I’ve enjoyed the fifth season so far; I’ll take any excuse to watch more of the best show on television, especially when it features Bryan Cranston playing every part of his range for and against type in alternating fashion. But I have a hard to time determining what this final season could possibly add to the show as it stood at the end of the fourth season. The situation was pretty dire for Walter White back then; he was still working for Gus Fring, just days away from being executed and replaced. It seemed like he had even lost even poor gullible Jesse’s trust; when his girlfriend’s son was unexpectedly sent to the hospital, he suspected Walter first and foremost.In the chaotic series of events that followed, Walter managed to convince Jesse that hurting a small child was a line he would not cross, and they took out Gus Fring in a series of spellbinding and creative episodes. The question of who poisoned the boy hung in the back of our minds the entire time, until the final shot confirmed that it was Walter all along. It was masterful because we were duped right along with Jesse. We remembered Walter, even if distantly, as an affectionate father, a supportive teacher and most importantly, the guy who ran down those child-murdering drug dealers down in the family car.
And now? There is no bridge too far for Walter White. He’s told us himself that he’s in the empire business; no matter the substance, it’s just a matter of time before it falls. Most of the fifth season so far has been spent reviving the show’s themes.We’ve got another dead innocent, another heist, another young man set up for the student-teacher relationship that that we always wanted for Jesse Pinkman.

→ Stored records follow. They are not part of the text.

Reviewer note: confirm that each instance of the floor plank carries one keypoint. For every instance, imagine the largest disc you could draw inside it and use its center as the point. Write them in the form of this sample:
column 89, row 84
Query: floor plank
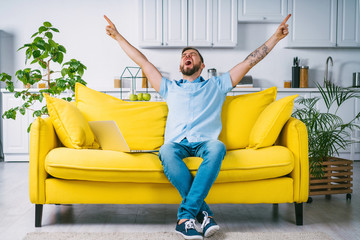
column 336, row 216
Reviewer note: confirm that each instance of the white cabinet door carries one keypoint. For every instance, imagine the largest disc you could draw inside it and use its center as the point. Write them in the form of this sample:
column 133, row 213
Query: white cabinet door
column 348, row 23
column 313, row 23
column 175, row 23
column 262, row 10
column 15, row 136
column 151, row 19
column 225, row 23
column 200, row 15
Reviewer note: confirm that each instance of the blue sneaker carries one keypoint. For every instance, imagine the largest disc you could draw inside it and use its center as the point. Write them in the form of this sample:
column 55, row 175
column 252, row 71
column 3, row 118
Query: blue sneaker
column 187, row 230
column 209, row 226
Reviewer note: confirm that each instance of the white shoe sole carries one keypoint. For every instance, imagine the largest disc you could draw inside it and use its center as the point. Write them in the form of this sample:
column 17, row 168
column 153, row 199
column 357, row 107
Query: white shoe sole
column 211, row 231
column 189, row 237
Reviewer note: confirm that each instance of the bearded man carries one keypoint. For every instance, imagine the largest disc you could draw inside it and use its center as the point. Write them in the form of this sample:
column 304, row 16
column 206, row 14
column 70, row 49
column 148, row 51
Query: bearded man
column 194, row 124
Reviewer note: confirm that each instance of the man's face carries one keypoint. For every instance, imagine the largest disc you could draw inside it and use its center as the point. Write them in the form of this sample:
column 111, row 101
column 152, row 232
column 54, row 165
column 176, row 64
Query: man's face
column 190, row 62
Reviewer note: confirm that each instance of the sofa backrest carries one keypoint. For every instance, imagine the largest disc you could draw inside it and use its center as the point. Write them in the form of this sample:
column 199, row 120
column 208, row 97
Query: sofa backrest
column 143, row 123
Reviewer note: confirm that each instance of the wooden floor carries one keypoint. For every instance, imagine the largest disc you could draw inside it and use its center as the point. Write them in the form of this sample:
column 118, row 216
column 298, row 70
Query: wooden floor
column 336, row 216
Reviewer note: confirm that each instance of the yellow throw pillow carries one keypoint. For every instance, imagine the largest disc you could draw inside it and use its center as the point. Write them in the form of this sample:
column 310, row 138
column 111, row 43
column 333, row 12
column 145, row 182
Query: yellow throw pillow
column 70, row 125
column 270, row 122
column 239, row 114
column 141, row 123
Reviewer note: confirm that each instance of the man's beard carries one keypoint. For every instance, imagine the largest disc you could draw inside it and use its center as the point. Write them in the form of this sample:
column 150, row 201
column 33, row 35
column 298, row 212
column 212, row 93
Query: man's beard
column 190, row 71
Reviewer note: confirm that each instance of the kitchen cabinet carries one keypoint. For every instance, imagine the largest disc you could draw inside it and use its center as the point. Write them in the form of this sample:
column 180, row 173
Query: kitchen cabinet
column 313, row 23
column 348, row 32
column 175, row 23
column 324, row 23
column 181, row 23
column 151, row 20
column 262, row 10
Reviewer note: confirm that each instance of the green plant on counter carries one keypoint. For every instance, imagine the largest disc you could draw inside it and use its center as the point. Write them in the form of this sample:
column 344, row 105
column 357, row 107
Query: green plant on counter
column 327, row 132
column 43, row 51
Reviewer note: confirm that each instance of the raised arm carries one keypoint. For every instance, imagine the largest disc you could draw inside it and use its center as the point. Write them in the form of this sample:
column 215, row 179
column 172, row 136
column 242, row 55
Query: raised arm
column 151, row 72
column 239, row 71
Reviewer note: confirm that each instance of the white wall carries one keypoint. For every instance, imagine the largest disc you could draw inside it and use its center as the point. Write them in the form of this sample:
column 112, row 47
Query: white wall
column 82, row 32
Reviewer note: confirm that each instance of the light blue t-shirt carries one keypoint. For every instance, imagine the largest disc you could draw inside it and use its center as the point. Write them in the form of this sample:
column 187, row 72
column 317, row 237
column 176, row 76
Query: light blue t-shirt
column 194, row 107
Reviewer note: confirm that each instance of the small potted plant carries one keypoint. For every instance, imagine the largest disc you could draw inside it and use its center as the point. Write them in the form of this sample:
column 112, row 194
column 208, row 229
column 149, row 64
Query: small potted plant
column 328, row 133
column 42, row 52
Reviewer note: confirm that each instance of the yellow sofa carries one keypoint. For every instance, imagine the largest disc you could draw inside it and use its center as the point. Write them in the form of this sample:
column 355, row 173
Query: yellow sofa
column 254, row 170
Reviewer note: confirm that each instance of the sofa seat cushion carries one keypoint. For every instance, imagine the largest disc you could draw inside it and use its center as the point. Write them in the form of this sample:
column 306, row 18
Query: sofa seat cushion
column 112, row 166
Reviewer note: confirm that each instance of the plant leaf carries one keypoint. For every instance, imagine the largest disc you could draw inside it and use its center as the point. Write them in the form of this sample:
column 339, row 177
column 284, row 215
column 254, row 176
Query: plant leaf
column 47, row 24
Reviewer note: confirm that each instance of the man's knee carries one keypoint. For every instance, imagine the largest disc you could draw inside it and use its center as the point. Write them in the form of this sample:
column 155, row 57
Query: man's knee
column 217, row 147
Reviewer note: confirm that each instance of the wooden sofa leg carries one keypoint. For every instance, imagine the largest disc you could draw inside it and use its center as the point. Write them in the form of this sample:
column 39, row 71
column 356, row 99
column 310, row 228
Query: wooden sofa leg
column 38, row 214
column 299, row 213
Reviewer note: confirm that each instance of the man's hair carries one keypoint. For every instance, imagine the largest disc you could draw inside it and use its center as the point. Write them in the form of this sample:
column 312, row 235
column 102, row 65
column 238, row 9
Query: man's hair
column 192, row 48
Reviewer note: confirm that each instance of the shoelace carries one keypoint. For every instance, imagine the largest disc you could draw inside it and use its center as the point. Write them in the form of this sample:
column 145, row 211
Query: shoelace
column 190, row 224
column 206, row 220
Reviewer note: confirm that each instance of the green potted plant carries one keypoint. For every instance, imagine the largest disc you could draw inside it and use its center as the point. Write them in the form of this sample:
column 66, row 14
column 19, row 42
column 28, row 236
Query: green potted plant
column 328, row 133
column 43, row 51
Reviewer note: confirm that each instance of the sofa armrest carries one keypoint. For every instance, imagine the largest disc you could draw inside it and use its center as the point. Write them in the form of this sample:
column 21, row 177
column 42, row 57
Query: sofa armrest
column 42, row 139
column 294, row 136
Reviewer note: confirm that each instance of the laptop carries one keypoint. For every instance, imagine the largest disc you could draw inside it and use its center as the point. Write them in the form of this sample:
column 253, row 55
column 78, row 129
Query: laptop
column 110, row 137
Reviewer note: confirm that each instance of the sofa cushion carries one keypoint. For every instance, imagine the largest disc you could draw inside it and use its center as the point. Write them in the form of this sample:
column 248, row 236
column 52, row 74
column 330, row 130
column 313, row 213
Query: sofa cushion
column 141, row 123
column 113, row 166
column 239, row 114
column 270, row 122
column 70, row 125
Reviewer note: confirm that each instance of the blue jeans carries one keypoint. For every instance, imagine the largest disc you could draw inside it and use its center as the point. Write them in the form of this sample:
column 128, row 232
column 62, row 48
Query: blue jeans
column 192, row 190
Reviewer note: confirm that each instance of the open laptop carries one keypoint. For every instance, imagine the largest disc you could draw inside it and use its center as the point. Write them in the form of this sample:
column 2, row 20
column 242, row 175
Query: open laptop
column 110, row 137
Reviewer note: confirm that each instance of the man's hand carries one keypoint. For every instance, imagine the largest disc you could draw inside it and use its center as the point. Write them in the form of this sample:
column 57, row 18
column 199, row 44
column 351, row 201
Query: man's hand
column 282, row 31
column 111, row 29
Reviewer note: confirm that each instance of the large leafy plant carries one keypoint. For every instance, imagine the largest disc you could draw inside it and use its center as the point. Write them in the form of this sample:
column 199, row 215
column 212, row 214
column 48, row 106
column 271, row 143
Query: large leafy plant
column 43, row 51
column 327, row 131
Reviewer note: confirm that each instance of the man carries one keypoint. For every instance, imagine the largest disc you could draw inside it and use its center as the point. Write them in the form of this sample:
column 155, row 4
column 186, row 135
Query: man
column 194, row 124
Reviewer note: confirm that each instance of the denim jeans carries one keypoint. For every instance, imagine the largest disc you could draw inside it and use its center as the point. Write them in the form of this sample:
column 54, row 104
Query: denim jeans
column 192, row 190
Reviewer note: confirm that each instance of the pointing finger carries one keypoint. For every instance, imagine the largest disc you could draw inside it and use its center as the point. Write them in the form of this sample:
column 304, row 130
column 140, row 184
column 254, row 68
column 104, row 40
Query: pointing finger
column 108, row 20
column 285, row 20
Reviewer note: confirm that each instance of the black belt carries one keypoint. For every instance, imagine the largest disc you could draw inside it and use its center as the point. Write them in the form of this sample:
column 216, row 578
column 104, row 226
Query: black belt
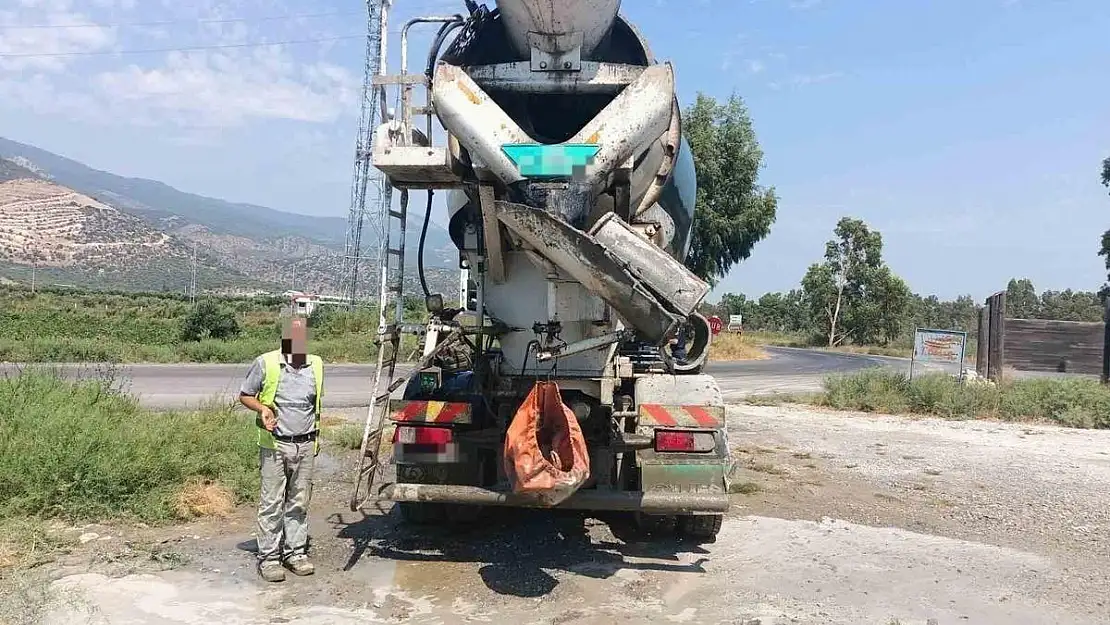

Walter White has flipped between family and the drug business one time too many. The cast of characters is growing smaller and Gus Fring is not walking through that door. It’s still a lot of fun to watch Bryan Cranston use his good teacher voice to manipulate Jesse for his own ends, but the ambiguity is gone. This is the smallest and most predictable of complaints regarding serialized television: things have gone on a little too long. This isn’t even a flaw specific to television, but the serialization in general. If Charles Dickens was alive today, he’d probably be demanding more informative preview scenes from Mad Men in place of criticizing Elizabeth Gaskell’s cliffhangers.
But I’ll take what I can get and I’ll enjoy it. It’s still a pleasure to watch, even if it feels like I’ve seen it before. Hank emerges from the bathroom, Leaves of Grass in hand, looking eight to ten months older, and cycles through the Heisenberg obsession habits in short order: panic attack, data review, GPS tracker. Walt breaks out the good teacher voice. Jesse Pinkman is still hanging out with Badger and Skinny Pete, just short of redemption and with little motivation and even fewer viable options. It seems to be a classic Breaking Bad slow burner, with Walt just one step away from disaster, but the Walter-Hank confrontation comes early, in Hank’s garage, with the garage door opener. Walter plays friendly, then passive-aggressive, pleads, threatens, and when nothing else seems to work, he makes Hank the first family member to know that his cancer has returned. This may have been one of the lowest blows we’ve seen from Walter White in the last five season, and it pushes the show into interesting new territory. There will be no chase this time around. After five seasons, we’re still wondering if there’s something Walter White won’t do. Successive seasons require escalating shocks, and I’m worried that the worst has been saved for this season. I don’t know how that will play out, but I think it involves something that walks with crutches and gives attitude to his mother. I hope I’m wrong.